Elon emphasized the ongoing need for criticism of the Israeli government and its policies.

“It would help if American Jews would not be as consistent as they have been in the past” in supporting Israel without differentiating between what they really believe and what they think they should believe. “I wish you would meddle more,” Elon told the audience.

“The true miracle of Israeli life is that after 40 years of warfare, Israel has remained a fairly decent society without being afraid of airing its problems,” Elon said. American Jews have usually felt they should refrain from criticizing Israel, he said, in contradistinction to Israelis’ own compulsion to criticize themselves and their government. “How can American Jews’ interference affect Israel if Israelis can’t?” Elon asked.

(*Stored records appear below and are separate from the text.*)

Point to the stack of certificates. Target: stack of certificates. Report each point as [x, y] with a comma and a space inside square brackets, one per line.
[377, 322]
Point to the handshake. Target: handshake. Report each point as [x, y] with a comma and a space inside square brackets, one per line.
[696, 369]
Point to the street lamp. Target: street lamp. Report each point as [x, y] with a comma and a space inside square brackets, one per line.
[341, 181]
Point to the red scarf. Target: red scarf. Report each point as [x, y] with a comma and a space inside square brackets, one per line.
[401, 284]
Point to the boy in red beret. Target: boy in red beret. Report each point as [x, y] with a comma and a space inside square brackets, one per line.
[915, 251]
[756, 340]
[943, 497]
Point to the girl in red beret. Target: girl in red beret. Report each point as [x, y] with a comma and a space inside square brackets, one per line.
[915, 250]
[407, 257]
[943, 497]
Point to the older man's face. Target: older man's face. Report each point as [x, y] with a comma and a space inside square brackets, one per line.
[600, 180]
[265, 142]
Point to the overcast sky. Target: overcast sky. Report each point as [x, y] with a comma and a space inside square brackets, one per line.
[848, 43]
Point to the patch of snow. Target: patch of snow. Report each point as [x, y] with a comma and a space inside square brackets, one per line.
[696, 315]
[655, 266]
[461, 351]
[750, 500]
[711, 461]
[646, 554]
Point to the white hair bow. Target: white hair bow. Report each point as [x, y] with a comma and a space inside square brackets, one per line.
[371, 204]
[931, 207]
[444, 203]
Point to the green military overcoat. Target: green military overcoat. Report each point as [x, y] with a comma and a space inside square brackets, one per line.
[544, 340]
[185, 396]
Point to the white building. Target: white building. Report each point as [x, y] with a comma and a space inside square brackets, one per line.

“The man on the street would have handled the Pollard affair better than (Israeli Premier Yitzhak) Shamir,” Elon offered. “What we have seen this past few weeks is a difference between respectability and authority — a totally irresponsible authority.” Hiring an American Jew as a spy was “an insane idea,” Elon said.

If the Pollard affair was a rogue operation, “how do you get out of it once it’s done?” he asked. “You either deny everything — and you sacrifice. Or else you admit everything. But the Israeli government neither apologized nor helped. Instead, they disclosed a little and they denied a little. And caused the tragedy. From a patriotic point of view,” said Elon, “it’s ridiculous.”

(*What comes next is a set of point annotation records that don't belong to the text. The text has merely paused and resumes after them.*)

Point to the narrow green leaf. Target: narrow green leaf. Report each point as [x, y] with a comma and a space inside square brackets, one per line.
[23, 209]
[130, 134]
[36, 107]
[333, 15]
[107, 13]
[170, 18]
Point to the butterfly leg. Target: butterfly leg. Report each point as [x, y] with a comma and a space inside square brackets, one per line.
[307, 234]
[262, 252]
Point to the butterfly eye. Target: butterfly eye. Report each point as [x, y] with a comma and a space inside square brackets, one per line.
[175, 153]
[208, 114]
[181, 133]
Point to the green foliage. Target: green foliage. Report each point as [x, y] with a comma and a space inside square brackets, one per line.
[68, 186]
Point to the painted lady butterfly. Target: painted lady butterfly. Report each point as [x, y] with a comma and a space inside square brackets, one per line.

‘WE ENDED CAUGHT IN A VISE’

Meyer suggested that “We Jews are not secure enough to say of Pollard, ‘What’s the difference?’ If he were a Christian, it would not have bothered us. But to take a Jew,” and make him a spy, said Meyer, “we ended caught in a vise.”

Both Elon and Meyer took the Holocaust as a point of reference for American Jews suffering from guilt feelings. “We feel guilty that we didn’t do enough then, and we haven’t done enough for Israel since then,” Meyer said.

Elon suggested that “The Holocaust impressed this kind of mentality” on Jews, causing them to refrain from criticizing Israel. “But supporting blindly every Israeli policy is not conducive to the health of Israel,” he said.

“I think it comes down to we really don’t know who we are,” Meyer said. “We must address ourselves to it. With more internal strength, we could say of the Pollard affair, ‘No, that’s immoral.'”

Meyer said that “I don’t think we are united today. I think we are fractured and atomized, because of our sense of guilt. But we can certainly get closer to each other.”

Meyer, an America-born human rights activist, reflected on his many years in Argentina, where he established a Conservative Jewish seminary in 1962, saying, “I wish that I had tried to build that seminary in Israel.”

Remarking that very few actively observant, participant Conservative Jews had settled in Israel, he cautioned, “We must once and for all understand that unless there will be religious pluralism, there is a danger and the possibility of Israel becoming a theocracy, with the Orthodox’s complicity, and the silence of the non-religious.”